The kid might want to sit by the window, but I was paying for these so screw him.

“All right then. I have a flight leaving at 5:15 with boarding beginning momentarily. That gets in to Denver at 8:37 mountain time. You’ll have an hour and twenty-seven-minute layover. You’ll leave at 10:04 and arrive in Detroit at 2:48 eastern time. You’re lucky, you’ll be getting breakfast and lunch.”

Then she told me the price for two tickets, just over a thousand dollars, and I didn’t feel so lucky. I handed her a credit card. She read my name off the card as she put it into the CRT. “Dominick Reilly. And your fellow passenger?”

“Cassidy Reilly.”

She looked by me to Cass sleeping on the bench. “Son?”

“Nephew,” I replied. Well, I certainly wasn’t going to try and explain our actual relationship.

She ran my card through a credit card reader and made me sign the slip. As I did, she said, “I have you in seats 27D and 27E Reno to Denver and then seats 34B and 34C Denver to Detroit. The first flight isn’t full so you should be able to spread out. The second flight is a little busier.”

Then she printed out the tickets, took them out of the printer, folded everything up, and put it all into a custom folder about the size of an envelope.

“Your tickets are in here, your tickets serve as your boarding passes, no need to stop at the desk, you can get right on the plane. Your carbon is in there as well. Just go to gate C5. Any questions?”

“No, I think we’re fine. Thanks.”

I walked back to Cass and tapped his foot with mine. When he stirred, I said, “Come on, it’s time to go.” He followed me over to the security check like a zombie. I’d forgotten how deeply teenagers slept.

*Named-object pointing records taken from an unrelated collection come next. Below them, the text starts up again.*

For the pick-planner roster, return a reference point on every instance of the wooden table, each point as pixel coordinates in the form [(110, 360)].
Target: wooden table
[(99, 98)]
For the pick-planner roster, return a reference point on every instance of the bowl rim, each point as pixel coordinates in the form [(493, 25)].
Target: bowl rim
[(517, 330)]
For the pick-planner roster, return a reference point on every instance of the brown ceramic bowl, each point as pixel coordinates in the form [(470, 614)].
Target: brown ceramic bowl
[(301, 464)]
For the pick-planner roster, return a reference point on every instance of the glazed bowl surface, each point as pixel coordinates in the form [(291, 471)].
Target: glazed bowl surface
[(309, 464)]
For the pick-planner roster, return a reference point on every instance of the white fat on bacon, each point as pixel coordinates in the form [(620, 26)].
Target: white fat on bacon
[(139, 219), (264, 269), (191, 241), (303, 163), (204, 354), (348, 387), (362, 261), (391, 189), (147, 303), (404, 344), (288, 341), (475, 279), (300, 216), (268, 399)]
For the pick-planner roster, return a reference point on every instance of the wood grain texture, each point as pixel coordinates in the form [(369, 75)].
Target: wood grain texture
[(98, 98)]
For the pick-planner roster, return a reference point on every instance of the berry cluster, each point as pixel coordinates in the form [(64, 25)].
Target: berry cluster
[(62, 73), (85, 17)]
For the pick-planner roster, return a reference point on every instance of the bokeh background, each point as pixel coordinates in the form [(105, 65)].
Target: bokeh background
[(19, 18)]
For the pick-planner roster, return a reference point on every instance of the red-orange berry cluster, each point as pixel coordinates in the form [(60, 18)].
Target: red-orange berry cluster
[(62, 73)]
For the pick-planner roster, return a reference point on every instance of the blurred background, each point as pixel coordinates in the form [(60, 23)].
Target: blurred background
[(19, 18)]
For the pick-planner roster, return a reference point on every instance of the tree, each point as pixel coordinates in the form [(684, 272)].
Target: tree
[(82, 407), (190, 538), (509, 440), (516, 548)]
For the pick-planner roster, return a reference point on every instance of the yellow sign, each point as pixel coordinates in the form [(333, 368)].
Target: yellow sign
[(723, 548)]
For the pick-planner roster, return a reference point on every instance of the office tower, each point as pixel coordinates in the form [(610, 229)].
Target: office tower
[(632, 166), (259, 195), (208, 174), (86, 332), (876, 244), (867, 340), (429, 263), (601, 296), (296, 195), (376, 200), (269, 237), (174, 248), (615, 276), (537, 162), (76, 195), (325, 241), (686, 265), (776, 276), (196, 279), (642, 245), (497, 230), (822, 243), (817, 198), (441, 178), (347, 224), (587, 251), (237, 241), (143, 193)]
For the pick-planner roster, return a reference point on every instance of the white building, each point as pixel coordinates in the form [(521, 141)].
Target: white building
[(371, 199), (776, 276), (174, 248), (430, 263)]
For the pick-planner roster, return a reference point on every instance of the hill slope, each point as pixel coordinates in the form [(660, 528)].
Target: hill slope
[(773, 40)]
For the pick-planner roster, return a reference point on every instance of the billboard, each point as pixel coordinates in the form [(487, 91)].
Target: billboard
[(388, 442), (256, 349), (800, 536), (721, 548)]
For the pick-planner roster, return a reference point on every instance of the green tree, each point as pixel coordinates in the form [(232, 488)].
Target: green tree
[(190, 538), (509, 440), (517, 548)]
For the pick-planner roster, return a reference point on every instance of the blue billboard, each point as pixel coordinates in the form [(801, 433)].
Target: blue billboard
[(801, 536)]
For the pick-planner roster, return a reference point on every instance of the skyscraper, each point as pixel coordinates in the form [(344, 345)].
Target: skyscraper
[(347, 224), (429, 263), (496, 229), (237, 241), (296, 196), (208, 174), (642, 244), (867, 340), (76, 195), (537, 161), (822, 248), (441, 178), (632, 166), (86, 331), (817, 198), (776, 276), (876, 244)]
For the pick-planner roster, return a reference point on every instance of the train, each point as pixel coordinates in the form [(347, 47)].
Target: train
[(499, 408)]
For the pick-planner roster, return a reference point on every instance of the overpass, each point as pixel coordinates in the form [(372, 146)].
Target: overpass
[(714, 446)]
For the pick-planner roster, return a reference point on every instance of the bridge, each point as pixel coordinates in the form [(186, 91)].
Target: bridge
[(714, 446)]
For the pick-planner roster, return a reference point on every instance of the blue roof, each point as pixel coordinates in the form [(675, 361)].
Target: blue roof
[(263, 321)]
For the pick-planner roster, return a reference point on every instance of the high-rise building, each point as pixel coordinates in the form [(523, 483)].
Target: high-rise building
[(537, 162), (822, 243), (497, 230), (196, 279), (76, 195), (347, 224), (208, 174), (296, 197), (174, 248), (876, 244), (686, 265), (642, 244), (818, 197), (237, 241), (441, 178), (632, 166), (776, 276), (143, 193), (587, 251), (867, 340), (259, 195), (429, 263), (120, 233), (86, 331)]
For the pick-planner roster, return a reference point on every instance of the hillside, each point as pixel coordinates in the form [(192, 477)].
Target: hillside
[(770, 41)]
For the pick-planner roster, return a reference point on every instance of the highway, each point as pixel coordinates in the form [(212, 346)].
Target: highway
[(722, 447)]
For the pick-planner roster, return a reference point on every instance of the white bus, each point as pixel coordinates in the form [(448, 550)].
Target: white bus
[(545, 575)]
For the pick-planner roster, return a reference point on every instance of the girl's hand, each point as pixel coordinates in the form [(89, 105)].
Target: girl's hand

He put his backpack onto the conveyor belt and it went through the box. One after the other, we went through the walk-through scanner. I was second. Not surprisingly it went off just as it had at LAX.

“Stand over there on the X,” he said.

As I did that, Cass went to pick up his backpack.

The guard said, “Hold on.” Then went over and opened the backpack and rifled through it. I had no idea what was in there. I had a few nervous moments, but then I remembered the kid had gotten through LAX security just fine and he’d barely been out of my sight.

The security guy zipped the bag up. He was frowning, he’d probably have been happier if he’d found something. He reached under the conveyer and took out the metal-detecting wand. He came over to me and began waving it around me.

“I have screws and a plate in my shoulder blade.”

He looked at me skeptically, found the spot with his wand, the reached out and poked around the spot with two fingers. That hurt like hell, but I kept quiet. I tried to blame all this on his being an old white guy trying to wield his tiny bit of power, but then I remembered we’d been there for hours, had a couple of intense conversations that might have looked like arguments, not to mention we barely had any luggage and weren’t dressed for the weather—or at least I wasn’t. We were probably lucky he wasn’t strip-searching us. He finally let us pass and we went up an escalator to the gates.

When we reached the top, I said to Cass, “And that is why you don’t buy a gun in Reno and try to bring it back to Detroit.”